Monday, Dec. 02, 1991
Full Service
By Richard Lacayo
THE MAN TO SEE by Evan Thomas
Simon & Schuster
587 pages; $27.50
Influential Washington attorneys are like political parties, one of those essential institutions of government that the Constitution doesn't mention. In a town where access is power, they have their hands on all the best doorknobs. They also keep the workings of justice supple enough to accommodate Washington's many influence peddlers, fixers and shifty politicians, who can go about their business secure in the knowledge that in a pinch, they can always phone their lawyers.

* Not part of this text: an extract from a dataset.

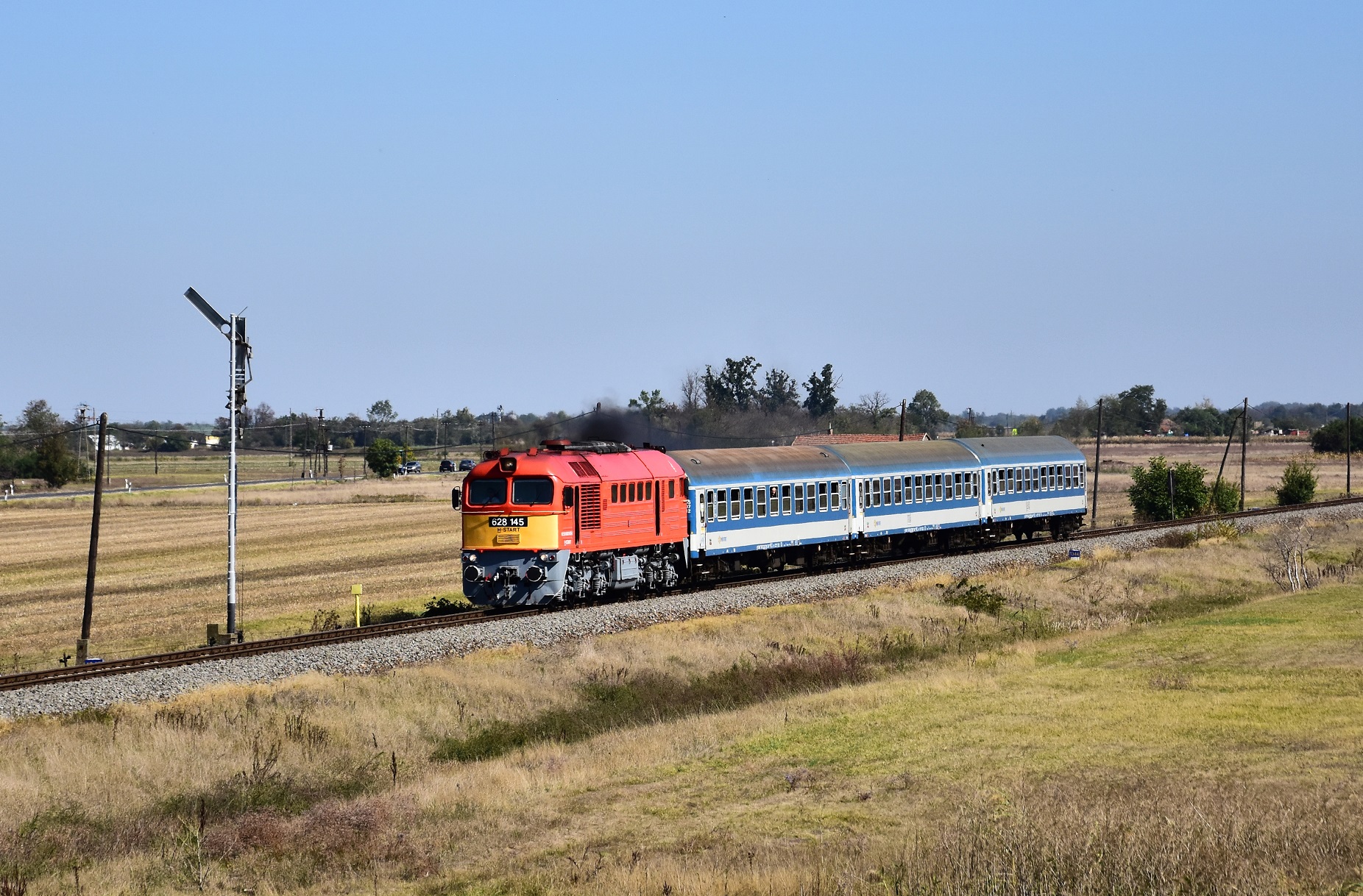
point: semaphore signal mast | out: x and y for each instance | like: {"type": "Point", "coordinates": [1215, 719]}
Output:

Those who could afford it used to phone Edward Bennett Williams, who until his death in 1988 was one of the most effective lawyers Washington had ever seen, the attorney of choice for malefactors of great wealth or high profile (among them Senator Joe McCarthy, Teamster chief Jimmy Hoffa, Congressman Adam Clayton Powell Jr. and Mob boss Frank Costello, the model for Mario Puzo's Godfather). Evan Thomas, Washington bureau chief of Newsweek, tells the Williams story as it should be told, with due attention to the man's boozy, backslapping charm, his genius for the law, and his untiring willingness to place his gifts at the service of dubious characters.
An Irish Catholic from a modest Connecticut family, Williams was a courtroom spellbinder with a photographic memory and an endless bag of trial-winning tricks. The powerful took notice. In time Williams' client roster would feature fewer names like "Nutsy" Schwartz and more like former Treasury Secretary John Connally. With his controlling interest in the Washington Redskins, Williams made the owner's box a showplace for Washington's elite. By 1974 he had become treasurer of the Democratic National Committee, a job that didn't keep him from voting for Gerald Ford, who had once offered him the job of CIA director. Williams turned it down. For one thing, he couldn't afford the pay cut.
Williams never quite comes off as admirable in this book. But Thomas makes you see the man's rough charm in his role of Mr. Fixit, first courtier at various thrones and, as Thomas calls him, "a full-service favor bank for his friends."